Supporting current and upcoming next-generation DOE machines will continue to require a mix of major code refactoring (rewriting with new code), ongoing optimization, and longer-term research in algorithms and computational approaches.
Element 4: E3SM Infrastructure
The priority science drivers and resulting three-year experiments were used to define the functionality of the initial simulation system.
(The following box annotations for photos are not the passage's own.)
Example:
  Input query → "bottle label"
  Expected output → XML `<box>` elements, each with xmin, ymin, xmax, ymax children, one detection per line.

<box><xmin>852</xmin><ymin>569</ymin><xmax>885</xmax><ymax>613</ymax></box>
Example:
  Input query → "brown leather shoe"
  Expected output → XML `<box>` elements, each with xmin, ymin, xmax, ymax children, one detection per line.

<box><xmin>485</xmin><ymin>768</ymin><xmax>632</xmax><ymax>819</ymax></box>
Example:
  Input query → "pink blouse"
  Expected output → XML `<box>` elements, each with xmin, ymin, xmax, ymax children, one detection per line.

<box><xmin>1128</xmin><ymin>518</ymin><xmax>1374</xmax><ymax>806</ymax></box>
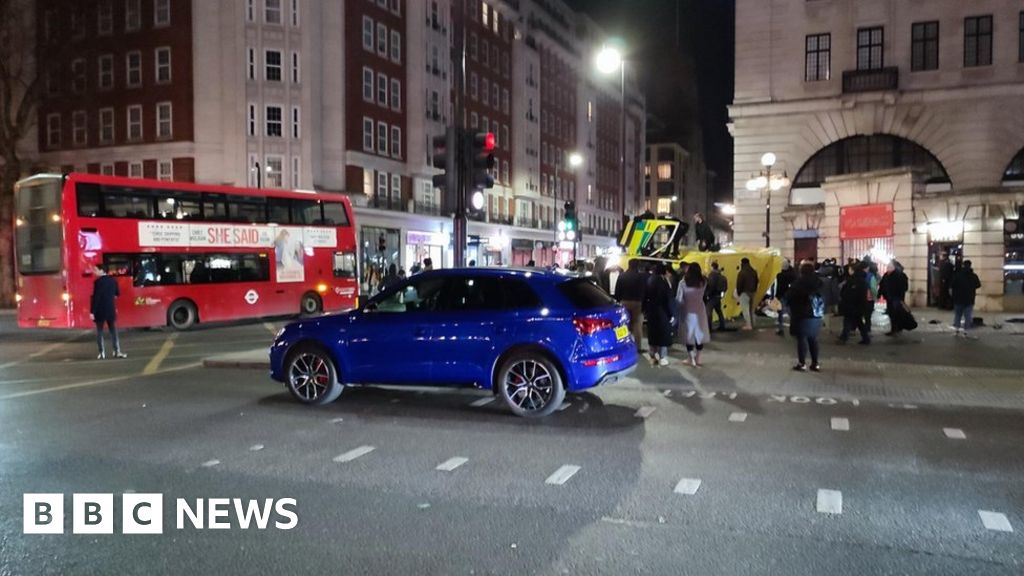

Infrastructure design is based on the requirements to facilitate hypothesis-testing workflows (configuration, simulation, diagnostics, analysis). As mentioned above, the infrastructure element is continuously evolving and does not have the distinct phasing of the other three elements. The infrastructure maintains a disciplined software engineering structure and builds turnkey workflows to enable efficient code development, testing, simulation design, experiment execution, analysis of output, and distribution of results within and outside the project. Since the E3SM model system is available to users outside of the project, the infrastructure includes the documentation and software repositories expected of open-source software systems.
Project Phasing and its Relationship to Model Versions
Administratively, DOE has supported the E3SM project under the Scientific Focus Area structure, which requires a full proposal and complete peer-review every three to four years. We designate each period covered under a single proposal as a project “Phase.” During each phase, the project develops and runs multiple versions of the E3SM system. For example, during Phase 2 (2018-2022), we developed E3SM v2 and ran simulations using both the v1 and v2 models. Many model features that we developed during Phase 2 under the “next generation development (NGD) subprojects” are being integrated and tested in the v3 model. This proposal outlines the E3SM Phase 3 (2023-2025) activities, including completion of the v2 simulations, development of E3SM v3 and associated simulations driven by the v3 science questions, and development of features for integration to the v4 model to be used in major simulations in Phase 4 from 2026 to 2028.